If you don’t already have a low-flush toilet, consider installing a displacement device in your toilet tank. This nifty gadget save you one to two gallons per flush by reducing the amount of water your tank will hold. With a small plastic bottle, such as a juice or a laundry soap bottle, you can make your own displacement device. Remove the bottle’s label. place a few stones in the bottom for weight, and fill it with water. Place the bottle in your toilet tank, being careful that it doesn’t interfere with flushing mechanism. You may have to experiment a little to see what size bottle your tank will hold and still have enough water to flush effectively.
OTHER WAYS TO SAVE WATER WITH YOUR TOILET
Check the back of your toilet bowl, in front of the tank: there should be a label there telling you how many gallons per flush it uses.
Some low-flow toilet models bare the EPA’s Water-Sense label and use less than 1.6 gallons of water per flush and can save at least 14,000 gallons a year.
Low-flow toilets can be purchased from your neighborhood hardware store for a couple hundred bucks. Your municipality might even have a rebate program in place.
Dual-flush toilets, which have long been common in Europe, are now being introduced to the American market. With them, one method of flushing creates the standard 1.6-gallon flow, while another, which is reserved for liquid waste, allows half that amount, 0.8 gallons of water, to flow through. Brand new dual-flush models can be purchased for around $300.
Pressure-assisted toilets use water pressure to compensate for the smaller amount of water going through. Flush water surges through the bowl, 1.6 gallons or 1 gallon at a time.

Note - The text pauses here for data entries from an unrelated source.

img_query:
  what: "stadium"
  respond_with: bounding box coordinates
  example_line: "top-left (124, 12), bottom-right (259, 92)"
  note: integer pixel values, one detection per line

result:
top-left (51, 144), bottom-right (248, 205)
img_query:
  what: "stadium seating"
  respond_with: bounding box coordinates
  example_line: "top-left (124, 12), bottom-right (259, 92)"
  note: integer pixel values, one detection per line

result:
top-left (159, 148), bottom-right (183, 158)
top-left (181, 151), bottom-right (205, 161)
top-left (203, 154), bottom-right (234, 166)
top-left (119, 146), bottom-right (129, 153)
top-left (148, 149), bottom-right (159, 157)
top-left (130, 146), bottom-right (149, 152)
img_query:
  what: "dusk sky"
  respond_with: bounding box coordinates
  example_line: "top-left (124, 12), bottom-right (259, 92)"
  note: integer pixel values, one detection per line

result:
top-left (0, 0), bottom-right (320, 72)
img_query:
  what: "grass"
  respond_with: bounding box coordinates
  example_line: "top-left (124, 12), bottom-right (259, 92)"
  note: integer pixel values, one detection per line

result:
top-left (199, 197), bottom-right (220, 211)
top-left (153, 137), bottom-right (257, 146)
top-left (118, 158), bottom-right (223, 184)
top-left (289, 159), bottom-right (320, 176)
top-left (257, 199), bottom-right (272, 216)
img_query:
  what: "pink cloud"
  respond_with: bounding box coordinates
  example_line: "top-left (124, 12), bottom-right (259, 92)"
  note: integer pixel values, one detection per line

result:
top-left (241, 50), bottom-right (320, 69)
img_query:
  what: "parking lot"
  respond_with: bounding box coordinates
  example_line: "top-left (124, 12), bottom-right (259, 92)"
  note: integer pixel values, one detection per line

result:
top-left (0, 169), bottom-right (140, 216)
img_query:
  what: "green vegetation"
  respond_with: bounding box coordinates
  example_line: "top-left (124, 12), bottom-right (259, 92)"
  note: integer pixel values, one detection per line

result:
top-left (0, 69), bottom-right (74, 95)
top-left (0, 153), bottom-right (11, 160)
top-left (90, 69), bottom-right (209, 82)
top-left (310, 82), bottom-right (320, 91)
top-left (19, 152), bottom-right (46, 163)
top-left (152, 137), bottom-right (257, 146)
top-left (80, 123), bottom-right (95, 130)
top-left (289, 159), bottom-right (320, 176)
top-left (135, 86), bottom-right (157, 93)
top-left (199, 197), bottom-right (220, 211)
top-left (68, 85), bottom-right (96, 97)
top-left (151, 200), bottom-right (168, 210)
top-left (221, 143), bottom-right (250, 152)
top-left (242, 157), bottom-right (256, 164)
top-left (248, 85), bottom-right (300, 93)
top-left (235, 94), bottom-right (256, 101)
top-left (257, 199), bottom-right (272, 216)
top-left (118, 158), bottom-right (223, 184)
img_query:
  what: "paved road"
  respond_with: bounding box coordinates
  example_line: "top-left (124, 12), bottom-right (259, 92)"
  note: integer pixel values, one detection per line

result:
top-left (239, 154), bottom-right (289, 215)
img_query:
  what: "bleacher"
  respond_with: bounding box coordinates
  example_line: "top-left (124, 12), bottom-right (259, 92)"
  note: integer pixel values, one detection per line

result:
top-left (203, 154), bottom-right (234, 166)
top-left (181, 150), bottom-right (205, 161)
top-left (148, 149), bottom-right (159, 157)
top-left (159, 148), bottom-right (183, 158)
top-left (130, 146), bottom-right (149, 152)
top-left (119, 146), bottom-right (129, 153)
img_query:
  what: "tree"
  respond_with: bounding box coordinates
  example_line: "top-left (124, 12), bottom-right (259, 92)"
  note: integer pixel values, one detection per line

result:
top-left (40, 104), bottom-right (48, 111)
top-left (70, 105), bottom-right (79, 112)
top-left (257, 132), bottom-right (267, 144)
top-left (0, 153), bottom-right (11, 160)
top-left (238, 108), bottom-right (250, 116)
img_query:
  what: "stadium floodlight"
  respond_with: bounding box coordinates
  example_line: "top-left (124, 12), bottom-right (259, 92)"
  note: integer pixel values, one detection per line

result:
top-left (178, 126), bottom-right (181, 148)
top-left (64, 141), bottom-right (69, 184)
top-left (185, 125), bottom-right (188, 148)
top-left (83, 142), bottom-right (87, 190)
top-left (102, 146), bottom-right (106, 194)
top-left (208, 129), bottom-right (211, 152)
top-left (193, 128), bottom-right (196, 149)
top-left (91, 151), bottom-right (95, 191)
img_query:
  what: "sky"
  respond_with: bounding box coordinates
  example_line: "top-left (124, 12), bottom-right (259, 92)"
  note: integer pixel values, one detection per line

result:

The simplest way to economize on water with an older, high-volume toilet is to place heavy objects – such as a weighted plastic bottle – inside the toilet tank to reduce its capacity. Don’t be tempted to place a brick inside the tank, however, as they tend to break down and screw up the plumbing.
A slightly higher-tech solution is to purchase a toilet water dam that is attached inside the bowl and reduces the space to be filled up with water after a flush.
You can also purchase a water displacement bladder bag for your toilet. With the Flush-less water-saving bag, you simply fill it with water, hang it in the toilet tank, and start saving up to 2 ½ quarts with every flush.
Consider the composting toilet, a highly engineered technology that uses microbes and sometimes heat or electricity to break down human waste into a nutrient-rich material that can eventually be used as safe fertilizer for trees and non-edible plants.
If your water bills are suspiciously higher than normal, you may have a leaky toilet without knowing it. Find out by putting a small amount of food coloring in the tank, then wait 20 minutes. If you see color in the bowl, you’ve got a leak. Contact your plumber to have it fixed so you can stop wasting 200 gallons a day!